La principale inconnue tactique réside donc au milieu de terrain. La pointe du triangle sera t-elle basse, avec une seule sentinelle, ou haute, ce qui inclurait la présence d'un meneur de jeu ? Dans le premier cas, Etienne Capoue, en l'absence de Rio Mavuba, peut occuper ce rôle de libéro du milieu, avec deux  relayeurs à ses côtés parmi Matuidi, Cabaye et Sissoko. Pour la seconde option, en revanche, la présence de Mathieu Valbuena semble indispensable. Le maître à jouer de l'OM n'est pas dans la forme de sa vie, mais ses dernières prestations internationales sont trop influentes pour qu'il soit considéré comme une simple alternative. Par sa faculté à réguler le jeu dans les petits espaces, Valbuena est un atout considérable pour la construction du jeu, quand il n'est pas à la finition, comme en Italie, avec une de ses "spéciales"...

Le trio d'attaque n'est pas encore déterminé non plus.
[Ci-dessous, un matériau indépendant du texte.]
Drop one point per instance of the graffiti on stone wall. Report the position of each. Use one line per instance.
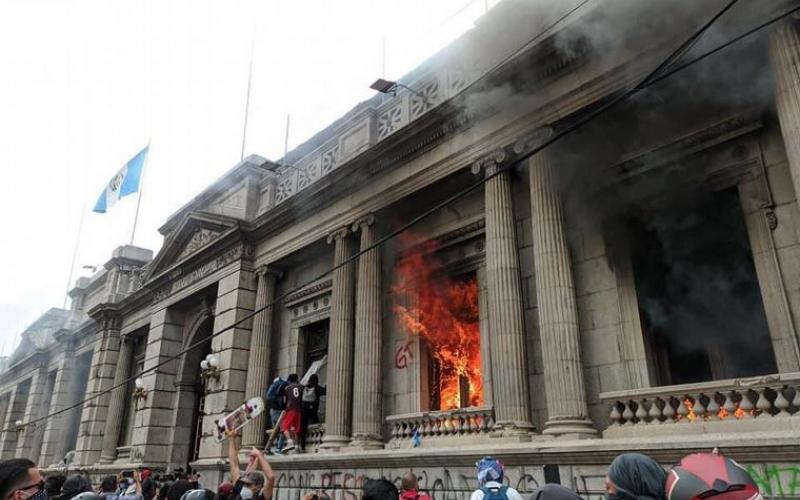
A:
(439, 483)
(776, 480)
(403, 356)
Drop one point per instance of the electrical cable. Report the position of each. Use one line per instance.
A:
(651, 78)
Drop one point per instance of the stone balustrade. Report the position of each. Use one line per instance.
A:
(767, 397)
(433, 424)
(314, 437)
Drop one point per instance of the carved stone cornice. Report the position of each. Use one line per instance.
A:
(489, 162)
(532, 140)
(108, 318)
(308, 291)
(340, 233)
(265, 270)
(367, 220)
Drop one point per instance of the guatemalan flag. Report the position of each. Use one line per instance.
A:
(125, 182)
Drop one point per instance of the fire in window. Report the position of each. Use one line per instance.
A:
(442, 310)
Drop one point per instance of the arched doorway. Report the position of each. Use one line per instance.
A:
(190, 395)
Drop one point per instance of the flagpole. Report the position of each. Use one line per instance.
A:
(141, 188)
(75, 252)
(249, 81)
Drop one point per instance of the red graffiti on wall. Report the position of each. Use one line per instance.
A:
(403, 356)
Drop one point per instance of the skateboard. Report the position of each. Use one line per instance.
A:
(238, 418)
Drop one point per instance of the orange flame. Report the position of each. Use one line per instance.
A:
(444, 312)
(691, 416)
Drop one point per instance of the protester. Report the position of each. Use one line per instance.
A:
(115, 488)
(148, 484)
(635, 476)
(312, 393)
(74, 486)
(225, 491)
(277, 403)
(316, 495)
(254, 484)
(53, 484)
(198, 494)
(710, 475)
(379, 489)
(292, 417)
(490, 479)
(554, 492)
(20, 480)
(178, 488)
(411, 488)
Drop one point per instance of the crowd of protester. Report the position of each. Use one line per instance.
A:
(631, 476)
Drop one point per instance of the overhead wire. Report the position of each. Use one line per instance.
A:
(651, 78)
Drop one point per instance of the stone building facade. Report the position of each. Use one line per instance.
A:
(634, 286)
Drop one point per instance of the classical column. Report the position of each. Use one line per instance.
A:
(340, 346)
(116, 406)
(785, 57)
(558, 313)
(509, 369)
(260, 353)
(367, 394)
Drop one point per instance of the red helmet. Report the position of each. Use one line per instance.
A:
(707, 475)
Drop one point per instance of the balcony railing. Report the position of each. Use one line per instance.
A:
(762, 398)
(440, 424)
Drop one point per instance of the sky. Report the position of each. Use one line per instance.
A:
(87, 84)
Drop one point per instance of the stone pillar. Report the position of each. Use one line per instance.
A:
(55, 445)
(558, 314)
(16, 410)
(258, 365)
(367, 393)
(33, 406)
(116, 405)
(785, 57)
(509, 368)
(340, 346)
(101, 378)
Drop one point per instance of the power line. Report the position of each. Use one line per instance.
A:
(651, 78)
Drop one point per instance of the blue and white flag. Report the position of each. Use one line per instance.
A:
(125, 182)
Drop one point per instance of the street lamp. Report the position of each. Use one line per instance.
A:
(139, 393)
(209, 368)
(390, 87)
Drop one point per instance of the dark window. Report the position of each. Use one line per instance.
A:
(700, 303)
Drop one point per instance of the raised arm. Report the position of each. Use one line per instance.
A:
(233, 457)
(269, 475)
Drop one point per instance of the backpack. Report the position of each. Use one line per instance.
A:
(275, 390)
(495, 493)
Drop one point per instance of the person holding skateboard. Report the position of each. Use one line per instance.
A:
(292, 417)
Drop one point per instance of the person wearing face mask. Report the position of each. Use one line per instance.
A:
(633, 476)
(20, 480)
(253, 484)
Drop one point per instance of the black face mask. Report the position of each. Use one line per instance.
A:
(39, 495)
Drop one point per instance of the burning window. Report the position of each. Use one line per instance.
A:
(701, 305)
(442, 310)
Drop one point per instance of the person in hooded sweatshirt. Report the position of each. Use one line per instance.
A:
(411, 488)
(490, 479)
(633, 476)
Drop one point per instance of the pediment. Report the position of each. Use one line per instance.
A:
(197, 231)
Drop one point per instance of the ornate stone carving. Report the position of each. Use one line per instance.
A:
(210, 267)
(200, 238)
(532, 140)
(489, 162)
(367, 220)
(340, 233)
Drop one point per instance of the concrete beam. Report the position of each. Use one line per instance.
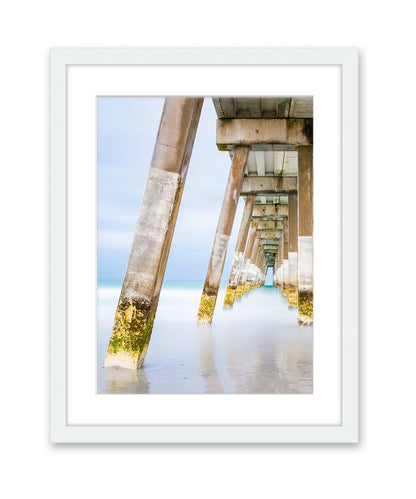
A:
(274, 242)
(269, 210)
(269, 234)
(261, 132)
(269, 185)
(270, 225)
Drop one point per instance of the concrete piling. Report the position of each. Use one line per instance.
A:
(143, 279)
(292, 283)
(222, 236)
(247, 258)
(305, 238)
(239, 252)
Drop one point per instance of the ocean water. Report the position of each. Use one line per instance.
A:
(256, 347)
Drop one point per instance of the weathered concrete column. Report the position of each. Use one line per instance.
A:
(222, 236)
(293, 252)
(247, 258)
(285, 262)
(275, 268)
(305, 241)
(239, 252)
(251, 271)
(139, 295)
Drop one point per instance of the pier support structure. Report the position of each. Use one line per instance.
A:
(239, 252)
(247, 258)
(252, 268)
(222, 236)
(305, 239)
(143, 279)
(292, 283)
(285, 256)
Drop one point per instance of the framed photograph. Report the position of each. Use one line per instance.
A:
(204, 245)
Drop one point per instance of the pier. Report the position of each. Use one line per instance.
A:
(270, 144)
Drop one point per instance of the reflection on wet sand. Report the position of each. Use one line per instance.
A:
(119, 380)
(255, 348)
(207, 361)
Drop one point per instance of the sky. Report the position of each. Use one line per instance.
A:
(126, 133)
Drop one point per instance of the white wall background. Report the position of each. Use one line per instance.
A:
(382, 465)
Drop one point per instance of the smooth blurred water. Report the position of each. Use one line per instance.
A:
(256, 347)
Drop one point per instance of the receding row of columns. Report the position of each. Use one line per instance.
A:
(139, 296)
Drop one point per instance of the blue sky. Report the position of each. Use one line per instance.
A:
(127, 130)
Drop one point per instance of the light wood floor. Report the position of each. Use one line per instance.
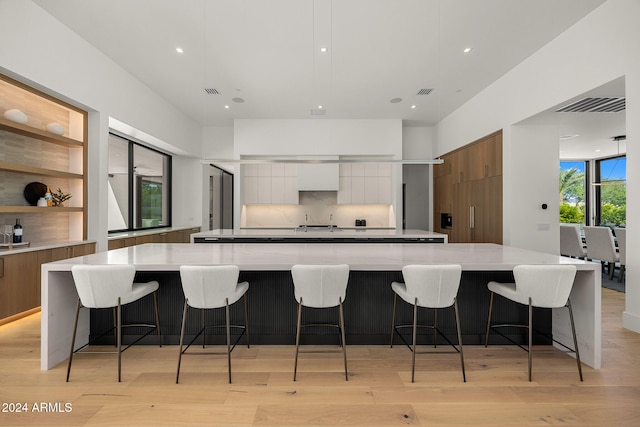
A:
(379, 390)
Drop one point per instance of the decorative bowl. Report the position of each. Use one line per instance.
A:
(16, 115)
(55, 128)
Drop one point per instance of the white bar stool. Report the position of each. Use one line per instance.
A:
(428, 286)
(210, 287)
(546, 286)
(111, 286)
(320, 286)
(602, 246)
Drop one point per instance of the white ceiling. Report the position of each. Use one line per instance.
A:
(268, 52)
(592, 132)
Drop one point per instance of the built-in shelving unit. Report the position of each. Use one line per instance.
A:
(31, 153)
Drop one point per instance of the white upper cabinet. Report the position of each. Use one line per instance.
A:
(318, 176)
(269, 183)
(365, 183)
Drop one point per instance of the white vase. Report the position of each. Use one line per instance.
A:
(16, 115)
(55, 128)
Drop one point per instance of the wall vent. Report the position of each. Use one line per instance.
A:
(595, 105)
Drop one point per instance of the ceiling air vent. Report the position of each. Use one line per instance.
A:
(424, 91)
(595, 105)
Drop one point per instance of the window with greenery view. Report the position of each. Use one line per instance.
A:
(139, 186)
(611, 193)
(573, 199)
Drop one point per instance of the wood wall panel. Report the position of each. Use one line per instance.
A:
(471, 177)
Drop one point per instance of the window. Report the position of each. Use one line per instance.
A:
(139, 186)
(573, 197)
(611, 191)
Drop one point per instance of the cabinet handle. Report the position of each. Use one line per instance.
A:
(472, 219)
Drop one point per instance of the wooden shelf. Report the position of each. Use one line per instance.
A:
(41, 135)
(32, 170)
(38, 209)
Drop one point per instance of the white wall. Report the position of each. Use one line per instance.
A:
(319, 137)
(40, 51)
(417, 142)
(601, 47)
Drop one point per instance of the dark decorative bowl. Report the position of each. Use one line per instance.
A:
(33, 191)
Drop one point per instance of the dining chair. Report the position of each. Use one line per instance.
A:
(110, 286)
(320, 287)
(545, 286)
(571, 242)
(428, 286)
(602, 247)
(211, 287)
(621, 237)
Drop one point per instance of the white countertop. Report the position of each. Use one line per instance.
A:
(282, 256)
(146, 232)
(59, 295)
(313, 232)
(42, 246)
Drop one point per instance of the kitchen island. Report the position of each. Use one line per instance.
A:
(318, 234)
(369, 296)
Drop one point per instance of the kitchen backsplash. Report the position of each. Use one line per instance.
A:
(318, 205)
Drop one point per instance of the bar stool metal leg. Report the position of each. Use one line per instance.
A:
(184, 322)
(344, 343)
(530, 328)
(73, 338)
(393, 318)
(119, 321)
(413, 349)
(295, 366)
(155, 304)
(228, 338)
(486, 340)
(455, 307)
(246, 319)
(575, 339)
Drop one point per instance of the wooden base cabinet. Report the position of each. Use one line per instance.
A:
(20, 277)
(19, 283)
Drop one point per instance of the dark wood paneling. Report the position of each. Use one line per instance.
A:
(367, 307)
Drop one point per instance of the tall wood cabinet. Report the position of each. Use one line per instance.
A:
(468, 188)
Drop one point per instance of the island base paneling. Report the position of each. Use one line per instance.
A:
(367, 307)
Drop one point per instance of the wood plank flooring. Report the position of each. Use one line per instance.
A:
(379, 391)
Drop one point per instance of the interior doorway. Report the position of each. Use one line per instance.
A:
(220, 199)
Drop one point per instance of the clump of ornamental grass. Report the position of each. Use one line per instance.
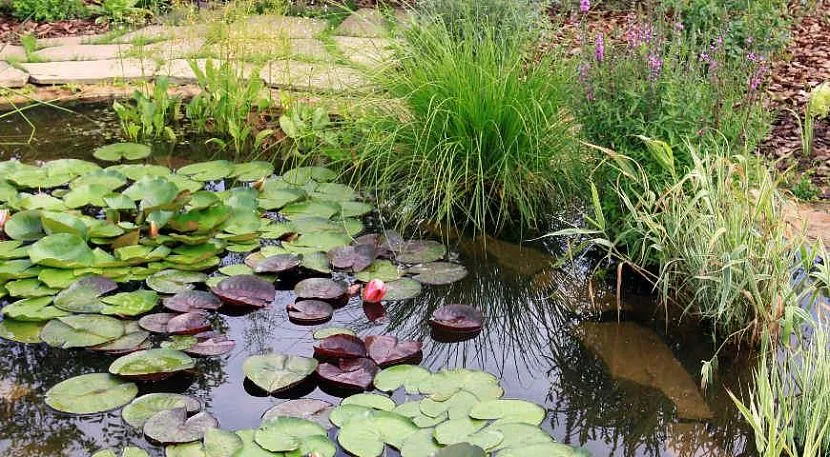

Ribéry et Benzema sont incontournables, par leur statut, leur expérience, et leur talent. Il n'y a donc pas de surprise pour le côté gauche, qui devrait être occupé par le joueur du Bayern, avec toute la saveur particulière que ce match aura pour lui. Mais Benzema, de son côté, n'a pas encore trouvé un poste fixe sous l'ère Deschamps. Sa position dépend clairement de la présence hypothétique de Giroud. Le buteur d'Arsenal, avec son profil de pivot, occupe l'axe à chacune de ses apparitions, logiquement. Et c'est également le cas de Gomis, qui l'avait remplacé en Italie avec succès. La titularisation d'un de ces deux 9 pousserait donc Benzema sur le flanc droit. Les caractéristiques du Madrilène et son sens de la passe, qu'il a pris l'habitude faire parler en Bleu, lui permettent de faire bonne figure dans cette position excentrée.

En revanche, si l'ancien Lyonnais occupe le poste d'avant-centre, Didier Deschamps aura l'embarras du choix pour le côté droit. Ménez, candidat habituel, est peut-être le seul dans la liste actuelle à pouvoir prendre la profondeur naturellement. Sissoko, l'homme fort du moment, avec ses trois poumons et son profil "box to box" qui régale déjà la Premier League peut également tirer on épingle du jeu. Deschamps l'apprécie pour son volume de jeu qui permet de faire le lien entre le milieu et l'attaque. Enfin, il y a le petit nouveau, Romain Alessandrini, dont l'expérience au plus haut niveau se limite à une excellente première partie de saison avec Rennes, enjolivée par quelques frappes spectaculaires. Le Rennais devrait avoir sa chance, certainement en entrant, mais il semble peu probable que Deschamps le titularise. Les cartes ne sont pas encore distribuées, mais les Bleus ont plusieurs coups à jouer. Un contexte idéal pour confirmer cette montée en puissance avant les échéances capitales du printemps.